MS: Well, they’re not that simple. I think the hardest kind of book to write is a picture book. Finding the perfect rhyme and making sense — the academic textbooks that I write for teachers are easier. Bill didn’t like to see the text, he liked to hear it. I liked to see the words. We were a perfect team. He would say a line, I would write it down, and he’d say, “Read it back to me.” I’d read it, and he'd say, “No, no, no, we need to get one less syllable there.” Back and forth, back and forth, back and forth. We worked from eight to twelve, and then in the afternoon, I would go through our notes, and we’d start off with a fresh manuscript the next morning. Bill and I would often do twenty revisions before we thought it was right. And Bill didn’t want to send anything to the publisher until it was perfect.
RS: Do I understand you’re in Poland right now? I’m speaking to you in Poland?
MS: Yes, I’m in Warsaw. I was in Ukraine. It was going great. I was teaching education students and doing author visits in schools when the American embassy notified us that we were being relocated to Warsaw. I’ve been here about two months. So many Ukrainians here have people they’ve left behind; husbands and fathers are still there fighting. It’s just a sad situation.

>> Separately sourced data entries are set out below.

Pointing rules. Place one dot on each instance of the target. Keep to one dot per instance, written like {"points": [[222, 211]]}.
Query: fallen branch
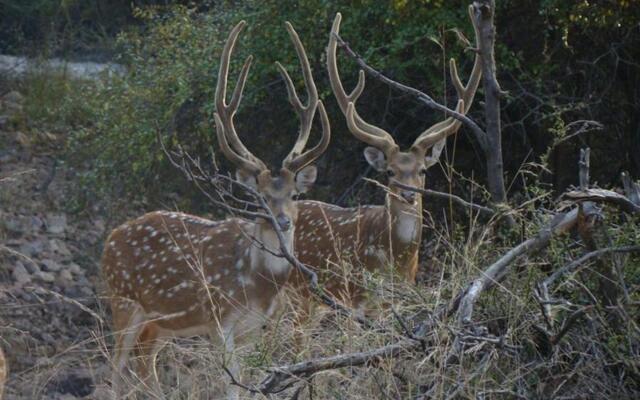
{"points": [[602, 196], [561, 223], [543, 287]]}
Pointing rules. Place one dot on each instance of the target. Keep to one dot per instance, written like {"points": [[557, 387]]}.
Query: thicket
{"points": [[564, 64]]}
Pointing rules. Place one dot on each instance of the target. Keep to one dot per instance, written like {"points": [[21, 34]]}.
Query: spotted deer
{"points": [[376, 236], [171, 274]]}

RS: How are you finding your teaching skills, editing skills, writing skills, are serving you over there?
MS: I’m writing editorials and doing interviews to tell the American public what life is like in Ukraine and how tragic this war is. Recently, I had an op-ed in the New York Daily News where I flat-out said, look, we need to help Ukraine.
Also, I’m still teaching, believe it or not. I will keep teaching, because my students need to talk to someone. A lot of the teachers I’m working with had to get out of the country. I think there are five different families of Ukrainian teachers I’ve been able to help when they came to Warsaw. There are eighteen of us Fulbright Scholars who were working in Ukraine, in different cities. We’re doing critical work like raising money for medical supplies for wounded soldiers. I’m coming back to the United States for about two weeks to promote Armadillo Antics and then I’ll return to Warsaw to finish the term, and if the need is still here, I’ll stay longer than that.
RS: I wish you the best of luck with both the humanitarian work you’re doing now and with your writing career.
MS: Thank you so much. I’m really excited about it all.